Diferentes regimes anti-lavagem de dinheiro foram adotados em todo o mundo. Um regime jurídico único, harmonizado, eficiente e global está,todavia,longe de existir. Mas empresas e instituições ligadas ao setor como a Sotheby’s, a Christie’s, a Allianz, a SGS, a ARIS, o ING Bank, o Conseil des Ventes Volontaires da França, o Conselho Internacional de Museus, por exemplo, já possuem ótimos códigos de conduta corporativos. Em janeiro de 2017, um grupo de instituições conhecido como Iniciativa para um Mercado de Arte Responsável (RAM Initiative), baseado em Genebra, também publicou um conjunto de diretivas sobre combate à lavagem de dinheiro no setor. Portanto, métodos de autorregulação, soft law ou códigos corporativos já estão no radar dos atores do mercado global de arte como ferramentas para prevenir riscos elevados e perda de confiança no setor.
Compreender e incentivar essa autorregulação, aliada àquela que já vem sendo promovida, por exemplo, pelo IPHAN[2], no Brasil, ou pela União Europeia – que este ano comemora o seu Ano Europeu do Patrimônio Cultural – pode ser um caminho útil e frutífero para que o mercado de arte se torne mais seguro e transparente para todos os que por ele se interessam.
[1] Eis algumas sugestões doutrinárias interessantes para essas questões: GRUNDMANN, S. Europa?ischen Wirtschaftsrecht im Wandel: von der Wettbewerbsunion zur Finanzunion. In: LIMPERG, B et al. Recht im Wandel europa?ischer und deutscher Rechtspolitik. Berlin: Carl Heymanns, 2015. TEUBNER, G. Critical Theory and Legal Autopoiesis: The Case for Societal Constiutionalism. Manchester: MUP, 2017. TEUBNER, G. Constitutional Fragments: Societal Constitutionalism and Globalization.

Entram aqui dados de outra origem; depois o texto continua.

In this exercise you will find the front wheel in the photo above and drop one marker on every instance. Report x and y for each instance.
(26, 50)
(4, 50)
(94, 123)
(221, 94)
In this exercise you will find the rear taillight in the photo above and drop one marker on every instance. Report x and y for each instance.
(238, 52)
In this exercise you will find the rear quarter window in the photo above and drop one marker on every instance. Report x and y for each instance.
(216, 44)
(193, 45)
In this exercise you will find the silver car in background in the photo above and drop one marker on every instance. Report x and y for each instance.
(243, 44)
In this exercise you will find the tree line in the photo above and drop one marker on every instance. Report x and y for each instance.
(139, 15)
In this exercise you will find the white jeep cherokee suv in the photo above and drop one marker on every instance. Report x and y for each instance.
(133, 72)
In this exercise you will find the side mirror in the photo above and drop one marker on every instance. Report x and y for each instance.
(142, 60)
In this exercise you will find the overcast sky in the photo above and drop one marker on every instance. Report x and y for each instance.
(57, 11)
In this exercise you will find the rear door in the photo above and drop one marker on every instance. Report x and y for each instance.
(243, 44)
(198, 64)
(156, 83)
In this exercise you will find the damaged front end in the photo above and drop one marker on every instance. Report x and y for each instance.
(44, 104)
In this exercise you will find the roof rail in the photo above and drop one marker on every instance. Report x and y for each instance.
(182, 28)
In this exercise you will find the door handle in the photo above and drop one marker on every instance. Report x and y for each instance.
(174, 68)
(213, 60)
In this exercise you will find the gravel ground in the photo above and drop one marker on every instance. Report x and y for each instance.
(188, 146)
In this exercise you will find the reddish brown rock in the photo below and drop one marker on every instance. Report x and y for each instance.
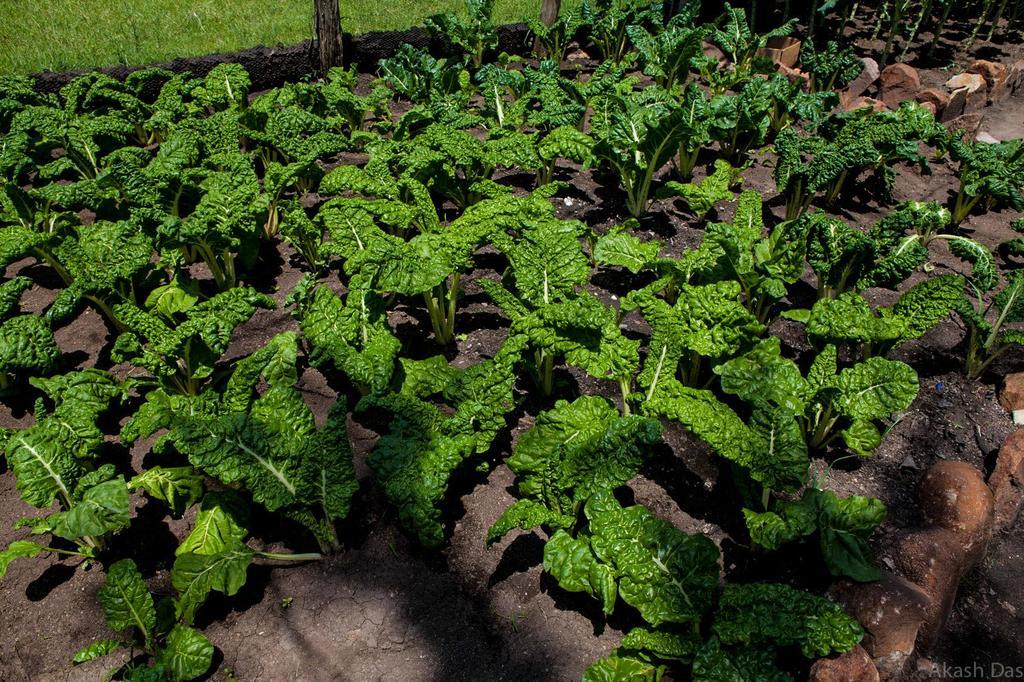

Oxford: OUP, 2014. BEAT, G. C.; TEUBNER, G. Art and Money: Constitutional Rights in the Private Sphere? Oxford Journal of Legal Studies, v. 18, n.1, pp. 61-73, 1998. JOERGES, Ch. Integration Through De-legalisation? European Law Review; v. 33, n. 3, p. 291-312, 2008. JAYME, E. Globalization in Art Law : Clash of Interests and International Tendencies. Vanderbilt Journal of Transnational Law; v. 38, n. 4, p. 928-945, 2005. FRIGO, M. Ethical Rules and Codes of Honor Related to Museum Activities: a Complementary Support to the Private International Law Approach Concerning the Circulation of Cultural Property. International. Journal of Cultural Property; v. 16, n. 1, p. 49-66, 2009. MICKLITZ, Hans-W. Rethinking the Public/Private Divide. In: MADURO, M. Transnational Law: Rethinking European Law and Legal Thinking, 2014. CASINI, L. “Italian Hours”: The globalization of cultural property Law. I•CON , n. 9, 2011, p. 369-393. CASINI, L. “Down the rabbit-hole”: The projection of the public/private distinction beyond the state. I•CON, n. 12, 2014, p. 402-428. PURKEY, H. The Art of Money Laundering. Florida Journal of International Law; v. 22, n. 1, p. 111-144, 2010. NELSON, D. Economic Woe, Art Theft and Money Laundering: a Perfect Recipe. In: CHARNEY, Noah. Art and crime: exploring the dark side of the art world. Santa Barbara: Praeger, 2009. p. 197-204. ROTH, M. Money Laundering and the Art Market. Jusletter 11. January 2016 (Weblaw).
[2] Há poucas semanas, o IPHAN publicou um nova portaria, a 80/2017, sobre providências que visam, em suma, combater a lavagem de dinheiro nesse mercado. Antes, a Portaria 396/16 também já fixara providências com objetivo semelhante.